From 6f114b93e0f7943491a7f68313e717421aba7938 Mon Sep 17 00:00:00 2001
From: Asankhaya Sharma <codelion@users.noreply.github.com>
Date: Fri, 10 Jan 2025 18:50:47 +0800
Subject: [PATCH 2/4] Update eval_aime_benchmark.py

- handle multiple responses as multiple attempts
---
 scripts/eval_aime_benchmark.py | 53 ++++++++++++++++++++++++++++------
 1 file changed, 44 insertions(+), 9 deletions(-)

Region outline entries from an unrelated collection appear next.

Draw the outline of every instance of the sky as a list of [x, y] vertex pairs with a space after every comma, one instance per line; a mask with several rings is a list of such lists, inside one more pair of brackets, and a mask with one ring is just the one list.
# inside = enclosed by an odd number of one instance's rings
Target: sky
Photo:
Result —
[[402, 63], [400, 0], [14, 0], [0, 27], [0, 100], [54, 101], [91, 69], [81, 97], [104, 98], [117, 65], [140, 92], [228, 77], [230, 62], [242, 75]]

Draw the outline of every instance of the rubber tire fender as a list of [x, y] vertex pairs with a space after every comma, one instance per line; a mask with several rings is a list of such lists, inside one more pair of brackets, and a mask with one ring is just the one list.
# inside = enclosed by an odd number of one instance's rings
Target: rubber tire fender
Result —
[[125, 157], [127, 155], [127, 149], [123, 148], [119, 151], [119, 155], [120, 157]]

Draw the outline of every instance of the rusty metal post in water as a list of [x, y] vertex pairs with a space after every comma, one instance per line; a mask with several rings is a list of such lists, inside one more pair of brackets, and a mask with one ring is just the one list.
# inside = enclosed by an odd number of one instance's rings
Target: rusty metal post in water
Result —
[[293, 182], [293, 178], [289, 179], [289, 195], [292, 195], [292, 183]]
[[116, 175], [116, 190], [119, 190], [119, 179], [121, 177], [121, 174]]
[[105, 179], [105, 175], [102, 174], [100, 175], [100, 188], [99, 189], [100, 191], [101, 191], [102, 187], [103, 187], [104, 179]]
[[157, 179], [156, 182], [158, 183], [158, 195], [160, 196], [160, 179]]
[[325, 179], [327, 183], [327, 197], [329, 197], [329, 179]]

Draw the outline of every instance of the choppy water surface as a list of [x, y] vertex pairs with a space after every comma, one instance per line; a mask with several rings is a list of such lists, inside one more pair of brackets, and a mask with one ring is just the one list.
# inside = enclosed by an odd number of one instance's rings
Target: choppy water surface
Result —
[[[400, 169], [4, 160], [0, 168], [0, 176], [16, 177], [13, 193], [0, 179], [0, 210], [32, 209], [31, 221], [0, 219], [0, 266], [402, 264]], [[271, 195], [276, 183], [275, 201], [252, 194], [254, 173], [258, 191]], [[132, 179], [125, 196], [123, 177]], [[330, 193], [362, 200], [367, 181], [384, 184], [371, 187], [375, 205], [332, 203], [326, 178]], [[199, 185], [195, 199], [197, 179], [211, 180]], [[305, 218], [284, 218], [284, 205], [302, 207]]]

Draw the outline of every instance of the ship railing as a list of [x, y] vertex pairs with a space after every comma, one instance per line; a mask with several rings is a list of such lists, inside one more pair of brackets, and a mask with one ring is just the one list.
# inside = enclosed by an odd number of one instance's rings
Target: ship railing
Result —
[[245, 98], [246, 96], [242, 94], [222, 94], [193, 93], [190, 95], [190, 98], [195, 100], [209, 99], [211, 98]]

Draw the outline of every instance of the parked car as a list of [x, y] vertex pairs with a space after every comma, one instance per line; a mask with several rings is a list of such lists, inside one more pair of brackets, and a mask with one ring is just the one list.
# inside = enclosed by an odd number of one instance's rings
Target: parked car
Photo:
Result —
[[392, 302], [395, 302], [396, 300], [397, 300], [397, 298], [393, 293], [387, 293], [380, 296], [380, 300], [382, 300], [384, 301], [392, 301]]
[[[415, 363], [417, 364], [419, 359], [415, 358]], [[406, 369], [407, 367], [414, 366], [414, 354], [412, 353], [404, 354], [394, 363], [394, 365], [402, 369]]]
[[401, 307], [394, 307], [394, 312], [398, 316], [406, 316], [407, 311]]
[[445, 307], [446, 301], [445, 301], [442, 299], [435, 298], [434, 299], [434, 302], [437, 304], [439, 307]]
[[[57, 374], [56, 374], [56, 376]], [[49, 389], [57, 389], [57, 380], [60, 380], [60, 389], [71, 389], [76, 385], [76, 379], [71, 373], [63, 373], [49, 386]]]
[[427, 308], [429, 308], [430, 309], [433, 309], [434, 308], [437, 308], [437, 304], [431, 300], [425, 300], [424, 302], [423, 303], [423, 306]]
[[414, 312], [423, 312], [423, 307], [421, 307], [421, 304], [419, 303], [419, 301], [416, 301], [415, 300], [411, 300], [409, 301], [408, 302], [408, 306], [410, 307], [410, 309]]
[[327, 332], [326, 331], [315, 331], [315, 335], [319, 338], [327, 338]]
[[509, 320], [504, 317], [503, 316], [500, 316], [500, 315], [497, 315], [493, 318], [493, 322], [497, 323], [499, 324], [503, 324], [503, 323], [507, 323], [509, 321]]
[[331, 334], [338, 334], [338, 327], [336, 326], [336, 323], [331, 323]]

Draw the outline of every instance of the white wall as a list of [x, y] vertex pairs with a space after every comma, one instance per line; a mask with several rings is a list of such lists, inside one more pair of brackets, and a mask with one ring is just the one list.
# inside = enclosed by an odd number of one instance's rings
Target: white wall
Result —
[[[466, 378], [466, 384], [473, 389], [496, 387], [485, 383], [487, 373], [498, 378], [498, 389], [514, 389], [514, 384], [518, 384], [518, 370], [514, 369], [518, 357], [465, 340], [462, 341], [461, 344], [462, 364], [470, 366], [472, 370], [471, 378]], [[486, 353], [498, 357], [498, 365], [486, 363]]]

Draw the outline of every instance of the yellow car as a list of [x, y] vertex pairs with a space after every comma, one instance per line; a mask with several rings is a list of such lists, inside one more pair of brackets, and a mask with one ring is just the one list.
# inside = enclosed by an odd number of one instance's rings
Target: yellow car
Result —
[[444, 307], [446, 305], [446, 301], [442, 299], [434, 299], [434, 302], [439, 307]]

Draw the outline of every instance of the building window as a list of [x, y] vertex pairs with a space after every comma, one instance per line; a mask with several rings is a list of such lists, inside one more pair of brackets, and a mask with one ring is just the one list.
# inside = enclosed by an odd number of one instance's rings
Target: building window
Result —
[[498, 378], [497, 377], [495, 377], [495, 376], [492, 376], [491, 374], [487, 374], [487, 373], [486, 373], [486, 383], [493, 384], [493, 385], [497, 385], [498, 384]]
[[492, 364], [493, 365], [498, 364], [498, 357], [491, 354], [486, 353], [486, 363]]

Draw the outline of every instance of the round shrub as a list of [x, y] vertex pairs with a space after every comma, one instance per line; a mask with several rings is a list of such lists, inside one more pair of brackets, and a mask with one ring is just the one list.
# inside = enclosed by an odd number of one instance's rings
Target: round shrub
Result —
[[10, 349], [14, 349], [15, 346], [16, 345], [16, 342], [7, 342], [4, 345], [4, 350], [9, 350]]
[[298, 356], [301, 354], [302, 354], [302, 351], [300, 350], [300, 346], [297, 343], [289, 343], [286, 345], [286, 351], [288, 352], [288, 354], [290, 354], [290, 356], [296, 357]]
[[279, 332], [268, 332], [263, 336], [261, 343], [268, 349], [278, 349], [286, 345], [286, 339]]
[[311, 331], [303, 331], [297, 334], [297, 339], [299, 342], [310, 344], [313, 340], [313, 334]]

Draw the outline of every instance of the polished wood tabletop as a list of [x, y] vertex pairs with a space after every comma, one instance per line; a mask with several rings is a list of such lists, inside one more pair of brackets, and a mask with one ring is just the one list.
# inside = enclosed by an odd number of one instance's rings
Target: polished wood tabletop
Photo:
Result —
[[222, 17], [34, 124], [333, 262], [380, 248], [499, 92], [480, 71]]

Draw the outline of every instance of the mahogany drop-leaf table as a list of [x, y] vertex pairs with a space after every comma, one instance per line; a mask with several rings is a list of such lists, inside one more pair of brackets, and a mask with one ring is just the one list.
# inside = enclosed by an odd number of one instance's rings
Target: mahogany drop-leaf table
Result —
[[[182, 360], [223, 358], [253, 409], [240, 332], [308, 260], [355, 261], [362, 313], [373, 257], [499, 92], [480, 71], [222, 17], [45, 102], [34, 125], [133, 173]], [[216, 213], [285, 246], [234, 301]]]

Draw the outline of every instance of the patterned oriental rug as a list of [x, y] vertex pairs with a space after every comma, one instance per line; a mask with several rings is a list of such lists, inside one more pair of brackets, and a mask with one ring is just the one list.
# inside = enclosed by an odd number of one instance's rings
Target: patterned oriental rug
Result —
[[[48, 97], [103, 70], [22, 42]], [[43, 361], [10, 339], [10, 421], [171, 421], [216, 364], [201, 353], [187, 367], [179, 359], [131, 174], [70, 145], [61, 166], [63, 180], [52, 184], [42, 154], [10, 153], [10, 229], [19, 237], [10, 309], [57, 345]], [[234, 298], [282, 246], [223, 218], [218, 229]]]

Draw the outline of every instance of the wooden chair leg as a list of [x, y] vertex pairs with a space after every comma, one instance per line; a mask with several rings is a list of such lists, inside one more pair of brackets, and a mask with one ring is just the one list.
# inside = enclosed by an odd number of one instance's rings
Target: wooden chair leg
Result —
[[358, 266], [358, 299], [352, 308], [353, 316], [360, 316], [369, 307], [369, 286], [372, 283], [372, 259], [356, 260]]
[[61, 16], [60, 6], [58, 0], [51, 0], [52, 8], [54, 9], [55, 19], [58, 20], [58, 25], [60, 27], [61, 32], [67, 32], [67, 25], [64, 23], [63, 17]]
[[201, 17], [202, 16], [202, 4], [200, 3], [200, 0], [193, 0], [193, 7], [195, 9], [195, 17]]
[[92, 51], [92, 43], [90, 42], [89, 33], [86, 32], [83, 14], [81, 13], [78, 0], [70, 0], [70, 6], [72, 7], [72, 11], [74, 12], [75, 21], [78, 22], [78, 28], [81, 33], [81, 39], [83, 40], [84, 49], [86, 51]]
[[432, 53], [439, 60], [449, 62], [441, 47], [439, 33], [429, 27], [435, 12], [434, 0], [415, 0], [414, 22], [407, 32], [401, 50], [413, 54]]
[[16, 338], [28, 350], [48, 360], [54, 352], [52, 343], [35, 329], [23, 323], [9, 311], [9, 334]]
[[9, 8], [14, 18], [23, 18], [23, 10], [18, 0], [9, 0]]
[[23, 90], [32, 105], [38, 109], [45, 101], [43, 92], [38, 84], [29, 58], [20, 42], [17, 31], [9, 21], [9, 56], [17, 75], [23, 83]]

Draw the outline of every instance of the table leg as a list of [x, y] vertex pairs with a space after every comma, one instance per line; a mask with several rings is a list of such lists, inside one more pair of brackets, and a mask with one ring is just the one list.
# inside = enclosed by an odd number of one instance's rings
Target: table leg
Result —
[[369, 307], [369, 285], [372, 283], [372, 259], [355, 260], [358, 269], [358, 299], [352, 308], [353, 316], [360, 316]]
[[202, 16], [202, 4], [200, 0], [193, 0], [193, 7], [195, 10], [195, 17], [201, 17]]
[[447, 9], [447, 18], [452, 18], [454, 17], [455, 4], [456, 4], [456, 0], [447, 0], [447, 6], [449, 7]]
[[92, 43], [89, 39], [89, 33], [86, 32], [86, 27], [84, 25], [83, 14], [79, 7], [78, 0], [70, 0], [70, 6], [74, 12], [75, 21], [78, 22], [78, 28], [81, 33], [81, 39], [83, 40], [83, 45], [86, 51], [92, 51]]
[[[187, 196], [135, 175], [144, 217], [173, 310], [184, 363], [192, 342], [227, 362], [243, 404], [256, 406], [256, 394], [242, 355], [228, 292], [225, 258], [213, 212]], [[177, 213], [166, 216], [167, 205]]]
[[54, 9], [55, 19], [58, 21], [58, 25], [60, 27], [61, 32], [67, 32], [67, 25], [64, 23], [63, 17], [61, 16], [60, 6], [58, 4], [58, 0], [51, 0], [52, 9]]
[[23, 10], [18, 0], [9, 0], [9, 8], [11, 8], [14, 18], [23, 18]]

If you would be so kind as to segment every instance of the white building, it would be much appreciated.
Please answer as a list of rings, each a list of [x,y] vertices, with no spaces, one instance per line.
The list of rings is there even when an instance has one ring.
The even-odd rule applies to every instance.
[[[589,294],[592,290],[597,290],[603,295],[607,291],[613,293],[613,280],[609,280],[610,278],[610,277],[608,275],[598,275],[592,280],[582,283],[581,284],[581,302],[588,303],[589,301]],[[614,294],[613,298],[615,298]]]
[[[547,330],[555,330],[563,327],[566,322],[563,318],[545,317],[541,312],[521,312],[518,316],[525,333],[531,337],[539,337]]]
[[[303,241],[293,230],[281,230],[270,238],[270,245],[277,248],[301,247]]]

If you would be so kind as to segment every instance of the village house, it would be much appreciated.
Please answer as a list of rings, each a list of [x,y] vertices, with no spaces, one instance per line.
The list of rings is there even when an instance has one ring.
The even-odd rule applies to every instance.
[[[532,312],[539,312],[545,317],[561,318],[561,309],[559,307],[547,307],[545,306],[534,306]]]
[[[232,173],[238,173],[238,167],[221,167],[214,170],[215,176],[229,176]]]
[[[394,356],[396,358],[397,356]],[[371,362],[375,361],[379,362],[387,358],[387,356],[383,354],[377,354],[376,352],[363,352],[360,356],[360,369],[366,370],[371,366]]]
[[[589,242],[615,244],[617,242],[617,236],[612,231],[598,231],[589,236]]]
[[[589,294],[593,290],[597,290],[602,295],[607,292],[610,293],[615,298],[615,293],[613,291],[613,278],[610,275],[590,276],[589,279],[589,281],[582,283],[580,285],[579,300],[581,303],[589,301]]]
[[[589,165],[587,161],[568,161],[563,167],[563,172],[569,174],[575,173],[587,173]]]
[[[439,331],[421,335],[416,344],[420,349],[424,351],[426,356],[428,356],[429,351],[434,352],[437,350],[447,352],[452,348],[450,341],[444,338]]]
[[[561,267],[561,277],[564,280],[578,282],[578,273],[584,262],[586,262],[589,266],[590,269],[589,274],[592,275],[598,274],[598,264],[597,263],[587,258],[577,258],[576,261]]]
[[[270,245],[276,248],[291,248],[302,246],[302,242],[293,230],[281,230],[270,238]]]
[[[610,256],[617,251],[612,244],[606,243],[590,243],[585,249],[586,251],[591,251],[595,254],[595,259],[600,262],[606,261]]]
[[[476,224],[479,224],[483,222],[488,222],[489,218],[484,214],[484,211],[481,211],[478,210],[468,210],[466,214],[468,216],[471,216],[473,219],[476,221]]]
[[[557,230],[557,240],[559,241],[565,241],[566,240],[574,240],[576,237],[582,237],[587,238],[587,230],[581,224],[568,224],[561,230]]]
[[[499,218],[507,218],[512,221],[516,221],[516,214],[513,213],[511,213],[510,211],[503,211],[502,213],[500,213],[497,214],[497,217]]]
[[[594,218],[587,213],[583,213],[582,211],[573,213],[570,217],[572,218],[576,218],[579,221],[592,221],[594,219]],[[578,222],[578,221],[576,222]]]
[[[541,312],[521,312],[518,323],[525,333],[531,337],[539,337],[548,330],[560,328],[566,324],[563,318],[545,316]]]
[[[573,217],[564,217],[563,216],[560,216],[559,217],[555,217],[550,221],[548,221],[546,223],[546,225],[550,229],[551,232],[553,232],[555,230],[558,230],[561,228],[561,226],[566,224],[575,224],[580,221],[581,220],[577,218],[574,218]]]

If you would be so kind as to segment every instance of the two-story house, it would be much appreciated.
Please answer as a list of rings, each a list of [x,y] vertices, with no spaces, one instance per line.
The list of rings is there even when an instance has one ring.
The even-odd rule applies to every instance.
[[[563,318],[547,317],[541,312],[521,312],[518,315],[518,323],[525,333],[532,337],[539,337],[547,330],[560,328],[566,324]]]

diff --git a/scripts/eval_aime_benchmark.py b/scripts/eval_aime_benchmark.py
index 84a3166..343a510 100644
--- a/scripts/eval_aime_benchmark.py
+++ b/scripts/eval_aime_benchmark.py
@@ -4,7 +4,7 @@
 import logging
 import re
 import time
-from typing import List, Dict, Tuple, Optional
+from typing import List, Dict, Tuple, Optional, Union
 from datetime import datetime
 from openai import OpenAI
 from datasets import load_dataset
@@ -89,9 +89,17 @@ def extract_answer(response: str) -> Optional[int]:
             
     return None
 
-def get_llm_response(problem: str, model: str) -> str:
+def get_llm_response(problem: str, model: str) -> Union[str, List[Dict]]:
     """
     Get response from the LLM for a given problem.
+    If multiple choices are returned, formats them as attempt dictionaries.
+    
+    Args:
+        problem (str): The problem text
+        model (str): The model identifier
+        
+    Returns:
+        Union[str, List[Dict]]: Either a string response or list of attempt dictionaries
     """
     try:
         response = client.with_options(timeout=1000.0).chat.completions.create(
@@ -101,7 +109,23 @@ def get_llm_response(problem: str, model: str) -> str:
             ],
             max_tokens=8192,
         )
+        
+        # If there's more than one choice, format as attempts
+        if len(response.choices) > 1:
+            attempts = []
+            for i, choice in enumerate(response.choices):
+                response_text = choice.message.content.strip()
+                predicted_answer = extract_answer(response_text)
+                attempts.append({
+                    "attempt_number": i + 1,
+                    "response": response_text,
+                    "predicted_answer": predicted_answer
+                })
+            return attempts
+            
+        # If single choice, return as before
         return response.choices[0].message.content.strip()
+        
     except Exception as e:
         logger.error(f"Error getting LLM response: {e}")
         return ""
@@ -119,14 +143,25 @@ def make_n_attempts(problem: str, model: str, n: int) -> List[Dict]:
         List[Dict]: List of dictionaries containing response and predicted answer for each attempt
     """
     attempts = []
-    for i in range(n):
+    remaining_attempts = n
+    
+    while remaining_attempts > 0:
         response = get_llm_response(problem, model)
-        predicted_answer = extract_answer(response)
-        attempts.append({
-            "attempt_number": i + 1,
-            "response": response,
-            "predicted_answer": predicted_answer
-        })
+        
+        # If response is already formatted as attempts
+        if isinstance(response, list):
+            attempts.extend(response[:remaining_attempts])  # Only take what we need
+            remaining_attempts -= len(response)
+        else:
+            # Process single response as before
+            predicted_answer = extract_answer(response)
+            attempts.append({
+                "attempt_number": len(attempts) + 1,
+                "response": response,
+                "predicted_answer": predicted_answer
+            })
+            remaining_attempts -= 1
+    
     return attempts
 
 def evaluate_pass_at_n(attempts: List[Dict], correct_answer: int) -> Tuple[bool, Optional[int]]:

From 92798cb3ef0cda0d898e34798ce5e9a530545c57 Mon Sep 17 00:00:00 2001
From: Asankhaya Sharma <codelion@users.noreply.github.com>
Date: Fri, 10 Jan 2025 19:27:29 +0800
Subject: [PATCH 3/4] Update eval_aime_benchmark.py

---
 scripts/eval_aime_benchmark.py | 4 ++--
 1 file changed, 2 insertions(+), 2 deletions(-)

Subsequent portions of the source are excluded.